Hey, at least it's better than everything else on this EP... The cover of Pantera's "Strength Beyond Strength" manages to make the tracks inherent, ball-fisted mosh break into something dull and methodical. The 'Big Chocolate remix' of "Breeding Violence" seems as hackneyed as a lot of those old Fear Factory techno mixes. Lots of distorted, yawning Skrillex-like aesthetics and some noodling guitar melodies applied for texture. The Ben Weiman remix of "This is Exile" is mildly less annoying, as it takes a more mathematical application, but it feels like something Justin Broadrick would have left on the cutting room floor rather than add to some Godflesh compilation. And lastly, the Tennessee boys show their sensitive side, with an acoustic rendition of "End of Flesh" (these are all from their most recent album A New Era of Corruption). This is instrumental, and not bad as background noise, but neither is it remotely compelling.

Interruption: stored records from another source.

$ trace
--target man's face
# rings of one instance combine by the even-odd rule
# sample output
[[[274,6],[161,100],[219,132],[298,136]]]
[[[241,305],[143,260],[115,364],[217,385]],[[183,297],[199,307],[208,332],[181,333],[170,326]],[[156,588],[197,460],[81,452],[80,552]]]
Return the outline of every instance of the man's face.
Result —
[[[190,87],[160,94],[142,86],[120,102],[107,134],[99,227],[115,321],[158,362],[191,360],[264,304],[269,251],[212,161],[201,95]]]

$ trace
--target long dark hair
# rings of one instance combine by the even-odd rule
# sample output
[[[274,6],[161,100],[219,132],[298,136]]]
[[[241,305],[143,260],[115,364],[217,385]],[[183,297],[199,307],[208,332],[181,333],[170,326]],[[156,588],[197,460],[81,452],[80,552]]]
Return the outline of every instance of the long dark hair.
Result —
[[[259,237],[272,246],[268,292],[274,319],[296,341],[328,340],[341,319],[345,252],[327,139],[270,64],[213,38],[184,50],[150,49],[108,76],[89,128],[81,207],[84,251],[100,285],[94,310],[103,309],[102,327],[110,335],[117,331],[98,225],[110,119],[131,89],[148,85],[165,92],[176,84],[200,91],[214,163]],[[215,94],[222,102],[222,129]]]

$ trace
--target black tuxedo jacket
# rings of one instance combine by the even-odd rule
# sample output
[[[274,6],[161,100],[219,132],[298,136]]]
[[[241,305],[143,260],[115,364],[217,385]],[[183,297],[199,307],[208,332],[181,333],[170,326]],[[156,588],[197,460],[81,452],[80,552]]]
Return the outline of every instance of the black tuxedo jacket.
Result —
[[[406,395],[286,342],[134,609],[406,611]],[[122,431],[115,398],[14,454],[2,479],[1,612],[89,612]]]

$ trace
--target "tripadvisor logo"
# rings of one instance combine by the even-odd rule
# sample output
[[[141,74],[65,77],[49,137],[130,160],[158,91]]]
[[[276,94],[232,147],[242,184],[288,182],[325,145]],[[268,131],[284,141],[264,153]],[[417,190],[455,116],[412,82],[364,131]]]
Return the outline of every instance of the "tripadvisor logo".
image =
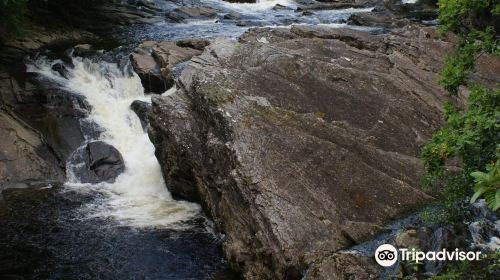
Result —
[[[398,254],[399,251],[399,254]],[[429,251],[423,252],[416,249],[396,249],[396,247],[391,244],[380,245],[377,250],[375,250],[375,260],[381,266],[388,267],[394,265],[398,258],[402,261],[414,261],[415,263],[421,263],[422,261],[477,261],[481,252],[465,252],[459,251],[458,249],[449,251],[443,249],[438,252]]]

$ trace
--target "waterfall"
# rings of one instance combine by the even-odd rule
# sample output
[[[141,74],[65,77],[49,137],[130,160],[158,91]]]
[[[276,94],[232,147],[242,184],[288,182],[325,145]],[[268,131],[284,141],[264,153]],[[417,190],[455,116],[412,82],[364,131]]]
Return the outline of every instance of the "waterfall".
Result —
[[[51,69],[59,61],[39,58],[28,66],[65,89],[84,96],[91,106],[88,121],[102,129],[99,139],[114,146],[123,156],[125,171],[114,183],[83,184],[68,174],[65,187],[102,194],[83,207],[89,217],[114,218],[133,227],[181,227],[182,221],[196,216],[197,204],[172,198],[154,155],[154,146],[130,109],[134,100],[150,102],[139,77],[115,63],[73,58],[68,79]]]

Recorrupted is really just a bunch of odds and ends being used to tide over the deathcore fan, and many such releases (in all genres) aren't fit to scrape your boots with. I admit that I would not mind hearing Whitechapel drift further into the mechanistic industrial grooving space with their own writing on the next album, but I think it's time they ditched some of their more dull chugging breakdown sequences and attempted to vary up the vocals a bit, since they too seem like a pastiche of the trite and generic that no one will care about in a decade. Maybe a year. At any rate, I've no inbred opposition to deathcore and its variants if done well. Job for a Cowboy and even Carnifex have surprised me in the past, but I've yet to be impressed by this crew, though I can hear some latent potential slumbering inside them like a kraken on its murky leash.